In the exercise, once we determine that \(y = 4x - x^2\) is the upper function and \(y = 4x - 4\) is the lower function between the intersection points, we compute the definite integral of their difference over the region of interest to find the area.

Intersection Points

Intersection points are critical when determining the areas of regions bounded by multiple functions. These points mark where functions intersect, creating boundaries for regions. When given two functions, finding their intersection points involves setting them equal and solving for \(x\).
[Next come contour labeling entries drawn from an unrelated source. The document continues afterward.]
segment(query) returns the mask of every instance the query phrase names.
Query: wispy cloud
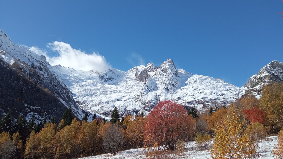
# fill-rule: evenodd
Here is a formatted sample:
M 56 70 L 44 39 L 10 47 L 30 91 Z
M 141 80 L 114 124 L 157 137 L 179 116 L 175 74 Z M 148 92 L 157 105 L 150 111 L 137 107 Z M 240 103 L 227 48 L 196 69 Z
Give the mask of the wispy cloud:
M 142 57 L 140 55 L 135 53 L 133 53 L 127 58 L 129 63 L 134 66 L 140 65 L 145 65 L 144 61 Z
M 72 48 L 69 44 L 63 42 L 49 43 L 47 46 L 57 53 L 58 55 L 50 57 L 46 50 L 40 50 L 36 46 L 30 48 L 30 49 L 39 55 L 44 55 L 46 61 L 52 65 L 60 64 L 76 70 L 87 71 L 94 70 L 99 72 L 111 67 L 104 57 L 98 53 L 87 54 Z

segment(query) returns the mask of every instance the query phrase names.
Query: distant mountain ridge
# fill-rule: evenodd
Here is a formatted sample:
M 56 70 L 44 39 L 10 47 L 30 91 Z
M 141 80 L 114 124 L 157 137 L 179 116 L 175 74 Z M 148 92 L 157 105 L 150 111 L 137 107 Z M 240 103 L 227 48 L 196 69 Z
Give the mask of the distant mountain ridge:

This process reveals where the curves meet on the coordinate plane, delimiting the area to be calculated.

• For the exercise, the intersection points of \(y = 4x - x^2\) and \(y = 4x - 4\) were found by equating the functions: \((4x - x^2) = (4x - 4)\).
• The solution \(x = 2\) (since \(x = -2\) doesn't fit the first quadrant condition) was used to calculate the corresponding \(y\)-value, helping define our region in the first quadrant.

These intersection points determine the limits of integration, which are essential for setting up the definite integral to find the area of the region.

Quadrants

In coordinate geometry, quadrants refer to the four divisions of the Cartesian plane. Each quadrant is a section of the plane where "x" and "y" have specific signs:

• Quadrant I: \((+,+)\) – both \(x\) and \(y\) are positive.
• Quadrant II: \((-,+)\)
• Quadrant III: \((-,-)\)
• Quadrant IV: \((+,-)\)

For our purposes, we focus only on the first quadrant, where both coordinate values are positive. The exercise specifies that the area lies in this region, guiding our considerations for which intersection points and function values to use when calculating area.

Staying within the first quadrant means any solutions or regions calculated must obey the condition \(x \ge 0\) and \(y \ge 0\). For instance, when determining where \(y = 4x - 4\) intersects with the line \(x = 0\), we neglect the result \((0, -4)\) since it does not lie within the first quadrant. Understanding quadrants allows us to restrict our solution to the meaningful positive parts of the plane and ensure calculations and interpretations are contextually correct.